Studies have shown that literacy decreases with age, and that this is more pronounced in African-American than Caucasian patients.⁸² Older patients receiving oral anticoagulants must become active participants in their own care, in that they and their families must read and comprehend written information regarding their treatment.⁸² It is also important to ensure that the reading materials supplied to patients with NVAF are sufficiently comprehensible to older adults.⁸² This may in part be easier with NOAC than with warfarin use, due to fewer food and drug interactions associated with NOACs.

Conclusion

AF is less common in African-Americans than in Caucasians; however, African-Americans have a higher risk of stroke. This could be due to African-Americans having a higher prevalence of other stroke-risk factors compared with Caucasians, although this may be an oversimplified view, as there are a number of other reasons why this disparity may occur. These include a need for more sensitive methods of detecting AF and a need for better access to health care and patient education for African-Americans. Warfarin-dose requirements vary across racial/ethnic groups, with African-American patients requiring a higher dose than Caucasians to maintain a therapeutic INR: the NOACs seem to differ in this regard, although data are currently limited.

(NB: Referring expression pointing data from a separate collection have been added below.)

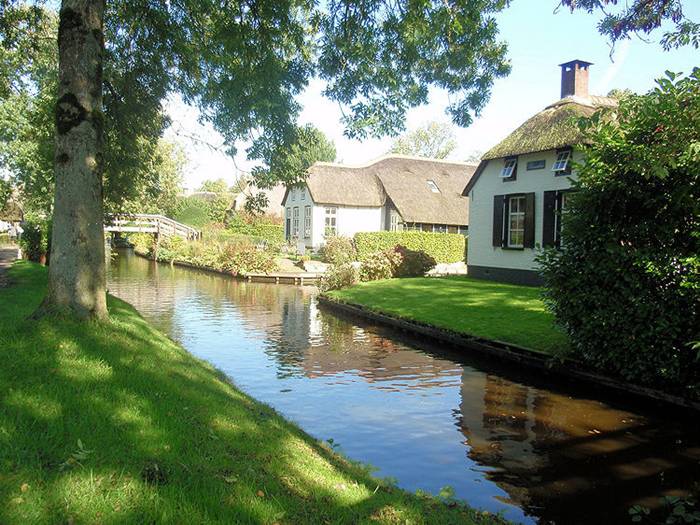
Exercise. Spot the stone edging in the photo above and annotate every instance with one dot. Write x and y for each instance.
(507, 352)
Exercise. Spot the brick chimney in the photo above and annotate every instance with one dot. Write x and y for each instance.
(574, 78)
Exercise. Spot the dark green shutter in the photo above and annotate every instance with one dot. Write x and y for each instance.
(498, 204)
(548, 218)
(529, 234)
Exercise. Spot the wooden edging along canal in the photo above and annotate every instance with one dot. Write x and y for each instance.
(508, 352)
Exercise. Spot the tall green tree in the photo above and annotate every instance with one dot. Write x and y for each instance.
(434, 140)
(242, 64)
(621, 20)
(626, 284)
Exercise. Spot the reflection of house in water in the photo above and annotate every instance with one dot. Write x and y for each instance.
(549, 451)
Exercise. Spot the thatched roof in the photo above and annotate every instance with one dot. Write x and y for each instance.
(552, 128)
(403, 180)
(11, 212)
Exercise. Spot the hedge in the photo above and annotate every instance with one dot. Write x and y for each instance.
(443, 247)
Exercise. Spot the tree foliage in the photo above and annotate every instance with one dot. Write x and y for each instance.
(642, 16)
(433, 140)
(626, 284)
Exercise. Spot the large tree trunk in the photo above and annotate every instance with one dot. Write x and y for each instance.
(77, 269)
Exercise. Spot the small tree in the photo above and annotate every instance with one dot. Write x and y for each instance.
(625, 285)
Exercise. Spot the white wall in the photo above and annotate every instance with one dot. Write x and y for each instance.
(480, 251)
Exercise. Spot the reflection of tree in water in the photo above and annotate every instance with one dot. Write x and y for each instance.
(573, 460)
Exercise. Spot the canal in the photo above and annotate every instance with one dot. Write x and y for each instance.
(502, 439)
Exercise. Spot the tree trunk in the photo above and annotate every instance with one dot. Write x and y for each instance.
(77, 271)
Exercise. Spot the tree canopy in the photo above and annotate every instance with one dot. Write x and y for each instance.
(434, 140)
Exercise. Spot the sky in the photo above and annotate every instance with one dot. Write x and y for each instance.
(538, 40)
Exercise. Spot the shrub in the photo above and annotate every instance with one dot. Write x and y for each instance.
(338, 250)
(35, 239)
(626, 284)
(443, 247)
(379, 265)
(412, 263)
(337, 277)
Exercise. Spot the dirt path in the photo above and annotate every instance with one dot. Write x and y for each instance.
(8, 254)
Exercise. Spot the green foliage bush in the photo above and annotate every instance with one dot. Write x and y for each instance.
(379, 265)
(35, 239)
(338, 250)
(339, 276)
(626, 284)
(443, 247)
(412, 263)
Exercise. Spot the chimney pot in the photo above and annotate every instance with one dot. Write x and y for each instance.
(574, 78)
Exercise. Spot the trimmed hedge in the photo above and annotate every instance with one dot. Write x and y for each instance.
(443, 247)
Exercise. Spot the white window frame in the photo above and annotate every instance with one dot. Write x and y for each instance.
(562, 162)
(519, 215)
(509, 166)
(331, 221)
(307, 222)
(295, 222)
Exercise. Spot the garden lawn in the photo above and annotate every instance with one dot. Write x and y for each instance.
(114, 423)
(503, 312)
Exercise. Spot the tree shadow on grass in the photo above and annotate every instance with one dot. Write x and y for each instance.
(113, 422)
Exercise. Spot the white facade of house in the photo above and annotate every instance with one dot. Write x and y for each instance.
(483, 258)
(309, 221)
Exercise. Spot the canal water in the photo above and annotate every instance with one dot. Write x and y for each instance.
(503, 439)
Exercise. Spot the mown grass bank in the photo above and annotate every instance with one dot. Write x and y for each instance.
(114, 423)
(502, 312)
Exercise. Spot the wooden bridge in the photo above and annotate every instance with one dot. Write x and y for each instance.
(148, 223)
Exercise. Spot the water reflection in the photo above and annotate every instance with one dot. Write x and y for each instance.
(504, 440)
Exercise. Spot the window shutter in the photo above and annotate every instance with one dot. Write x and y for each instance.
(529, 233)
(548, 218)
(498, 205)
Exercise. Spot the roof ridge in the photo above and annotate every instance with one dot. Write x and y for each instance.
(392, 156)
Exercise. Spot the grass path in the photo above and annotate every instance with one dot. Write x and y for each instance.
(114, 423)
(504, 312)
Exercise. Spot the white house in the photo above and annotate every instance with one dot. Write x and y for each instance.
(519, 189)
(395, 192)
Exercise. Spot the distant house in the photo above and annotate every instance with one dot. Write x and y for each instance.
(519, 189)
(392, 193)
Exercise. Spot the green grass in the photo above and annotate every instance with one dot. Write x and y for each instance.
(503, 312)
(112, 422)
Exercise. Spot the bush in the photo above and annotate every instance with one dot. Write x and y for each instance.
(35, 239)
(338, 250)
(337, 277)
(379, 265)
(443, 247)
(626, 284)
(412, 263)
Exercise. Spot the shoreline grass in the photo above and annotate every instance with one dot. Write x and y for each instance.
(114, 423)
(503, 312)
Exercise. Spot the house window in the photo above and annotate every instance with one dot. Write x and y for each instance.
(331, 221)
(289, 223)
(516, 221)
(561, 165)
(307, 222)
(433, 187)
(295, 222)
(510, 169)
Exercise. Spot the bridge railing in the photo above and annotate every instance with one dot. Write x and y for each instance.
(150, 223)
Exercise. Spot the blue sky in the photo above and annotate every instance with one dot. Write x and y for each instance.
(538, 40)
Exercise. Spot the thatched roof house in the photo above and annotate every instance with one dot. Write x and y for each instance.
(392, 193)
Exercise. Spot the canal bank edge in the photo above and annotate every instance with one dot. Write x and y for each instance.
(507, 352)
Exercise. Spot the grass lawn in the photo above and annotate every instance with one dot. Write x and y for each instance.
(114, 423)
(505, 312)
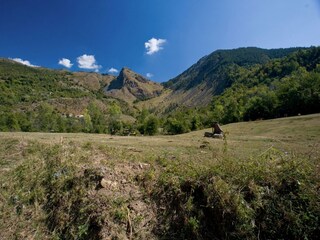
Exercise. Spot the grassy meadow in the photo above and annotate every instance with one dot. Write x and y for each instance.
(261, 181)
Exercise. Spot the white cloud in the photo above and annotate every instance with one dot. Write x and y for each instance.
(154, 45)
(24, 62)
(65, 62)
(88, 62)
(113, 70)
(149, 75)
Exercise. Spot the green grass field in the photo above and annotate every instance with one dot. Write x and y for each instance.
(261, 181)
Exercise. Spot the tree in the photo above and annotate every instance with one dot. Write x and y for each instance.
(151, 125)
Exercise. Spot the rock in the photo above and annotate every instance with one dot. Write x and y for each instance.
(108, 184)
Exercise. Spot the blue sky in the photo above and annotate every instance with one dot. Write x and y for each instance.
(158, 38)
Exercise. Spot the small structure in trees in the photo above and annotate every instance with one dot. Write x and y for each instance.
(216, 131)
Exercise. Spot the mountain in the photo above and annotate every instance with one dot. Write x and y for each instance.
(211, 74)
(130, 86)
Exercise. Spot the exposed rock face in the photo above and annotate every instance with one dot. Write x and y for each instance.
(130, 86)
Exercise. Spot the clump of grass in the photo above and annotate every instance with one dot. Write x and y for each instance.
(53, 193)
(271, 196)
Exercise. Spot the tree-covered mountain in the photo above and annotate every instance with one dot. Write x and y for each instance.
(210, 75)
(227, 86)
(39, 99)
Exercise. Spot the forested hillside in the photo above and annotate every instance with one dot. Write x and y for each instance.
(38, 99)
(225, 86)
(282, 87)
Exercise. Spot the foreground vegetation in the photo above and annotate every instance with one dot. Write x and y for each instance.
(261, 181)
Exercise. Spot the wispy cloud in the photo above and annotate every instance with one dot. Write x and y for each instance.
(154, 45)
(65, 62)
(113, 70)
(149, 75)
(24, 62)
(88, 62)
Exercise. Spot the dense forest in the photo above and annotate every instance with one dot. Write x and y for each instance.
(272, 86)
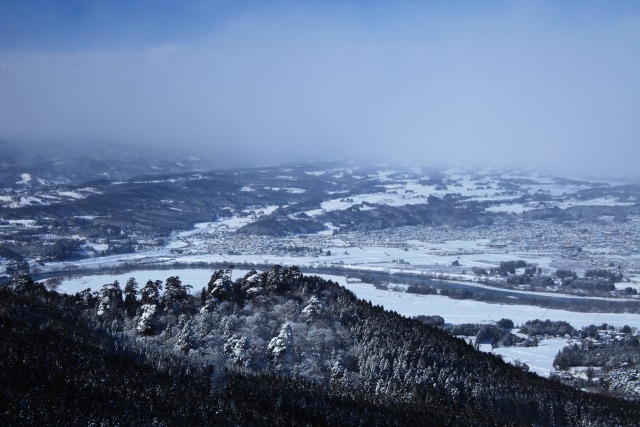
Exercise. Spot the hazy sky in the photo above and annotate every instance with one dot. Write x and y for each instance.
(554, 84)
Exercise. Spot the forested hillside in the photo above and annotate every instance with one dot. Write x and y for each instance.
(271, 348)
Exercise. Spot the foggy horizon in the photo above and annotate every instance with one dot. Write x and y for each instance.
(547, 86)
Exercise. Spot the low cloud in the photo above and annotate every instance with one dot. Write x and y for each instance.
(494, 87)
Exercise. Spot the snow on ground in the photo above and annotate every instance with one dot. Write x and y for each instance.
(198, 278)
(25, 178)
(539, 359)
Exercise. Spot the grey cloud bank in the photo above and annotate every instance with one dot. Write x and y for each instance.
(499, 87)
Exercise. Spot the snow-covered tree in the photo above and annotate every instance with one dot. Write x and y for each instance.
(146, 319)
(184, 339)
(130, 297)
(281, 348)
(174, 292)
(110, 299)
(150, 293)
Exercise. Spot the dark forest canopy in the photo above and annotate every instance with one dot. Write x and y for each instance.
(271, 348)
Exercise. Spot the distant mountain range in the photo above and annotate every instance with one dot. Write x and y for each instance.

Minority racial groups are not proportionally represented in either real-world studies or clinical trials, and as more information becomes available and other social issues are addressed, the treatment disparities between African-American and Caucasian patients should decrease.

Acknowledgments

Professional medical writing and editorial assistance was provided by Claire Hall, PhD, and Nicole Draghi, PhD, at Caudex Medical, and was funded by Bristol-Myers Squibb and Pfizer Inc.

Disclosure

The author reports grant support from Bristol-Myers Squibb and Pfizer. The author reports no other conflicts of interest in this work.